A helicopter carrying Britain’s Prince Charles and his wife Camilla had to make an emergency landing after it began lurching to one side, investigators have revealed.

The pilot of the Sikorsky S-76C chopper, which was carrying the 65-year-old heir to the throne and five other passengers to Wales on May 23 last year, had to land at Denham aerodrome west of London, a report by the Air Accidents Investigation Branch (AAIB) said.

The helicopter landed safely and the royal couple made the rest of their journey to Wales’ Hay-on-Wye literary festival by car, arriving three hours late.

At the time, a royal source described the emergency landing as “quite a hairy incident”.

The AAIB said the helicopter’s 53-year-old captain had declared a ‘Pan’ emergency, a less serious warning than a Mayday.

He carried out a “running” landing – used if an aircraft has a problem – and the “abnormality” was still apparent as the helicopter taxied on the ground, the report said.

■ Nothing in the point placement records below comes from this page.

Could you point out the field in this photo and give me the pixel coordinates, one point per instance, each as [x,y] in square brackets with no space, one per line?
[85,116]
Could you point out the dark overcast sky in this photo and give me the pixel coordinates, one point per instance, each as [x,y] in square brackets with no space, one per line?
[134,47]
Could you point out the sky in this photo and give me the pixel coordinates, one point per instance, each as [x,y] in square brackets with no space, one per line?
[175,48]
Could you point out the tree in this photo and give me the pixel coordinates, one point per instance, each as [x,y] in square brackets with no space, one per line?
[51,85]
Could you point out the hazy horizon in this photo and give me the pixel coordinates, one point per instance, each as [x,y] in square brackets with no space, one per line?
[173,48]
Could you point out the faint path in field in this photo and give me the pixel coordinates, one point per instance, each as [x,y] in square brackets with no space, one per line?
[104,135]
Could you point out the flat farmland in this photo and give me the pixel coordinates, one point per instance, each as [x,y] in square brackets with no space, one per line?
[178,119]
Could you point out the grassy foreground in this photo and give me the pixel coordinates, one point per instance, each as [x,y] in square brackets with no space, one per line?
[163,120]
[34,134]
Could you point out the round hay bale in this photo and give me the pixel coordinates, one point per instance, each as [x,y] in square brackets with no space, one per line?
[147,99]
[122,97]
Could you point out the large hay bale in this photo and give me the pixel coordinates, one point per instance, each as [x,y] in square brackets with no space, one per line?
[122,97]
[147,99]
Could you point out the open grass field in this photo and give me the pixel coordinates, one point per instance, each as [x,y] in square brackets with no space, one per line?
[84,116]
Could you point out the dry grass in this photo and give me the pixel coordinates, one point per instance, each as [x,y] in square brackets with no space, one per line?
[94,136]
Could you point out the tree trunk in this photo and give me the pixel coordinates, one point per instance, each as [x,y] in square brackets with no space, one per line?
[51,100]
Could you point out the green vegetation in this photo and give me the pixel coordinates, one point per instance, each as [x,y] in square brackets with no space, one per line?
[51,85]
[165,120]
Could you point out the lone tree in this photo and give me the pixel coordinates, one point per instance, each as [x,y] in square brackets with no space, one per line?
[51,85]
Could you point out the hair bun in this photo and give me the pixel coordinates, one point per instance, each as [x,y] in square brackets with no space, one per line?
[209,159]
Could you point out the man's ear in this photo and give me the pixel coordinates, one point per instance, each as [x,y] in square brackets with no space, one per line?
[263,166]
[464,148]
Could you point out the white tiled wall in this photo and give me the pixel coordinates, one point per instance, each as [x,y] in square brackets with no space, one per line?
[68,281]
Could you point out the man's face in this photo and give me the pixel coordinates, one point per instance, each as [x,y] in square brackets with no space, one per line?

The AAIB said the fault was later traced to the splitting of a metal ball within a system that helps control “yaw”, or veering, which caused a leak in hydraulic pressure.

Once at Hay, Charles and Camilla were reported to be relaxed and smiling, with neither alluding to the drama.

The report comes after two fatal helicopter crashes in Britain in recent weeks.

Four US airmen were killed in eastern England on Tuesday when their helicopter ditched onto marshland while flying low on a training exercise.

In Scotland’s biggest city Glasgow, a police helicopter crashed into a busy pub on November 29, killing all three crew and seven people on the ground.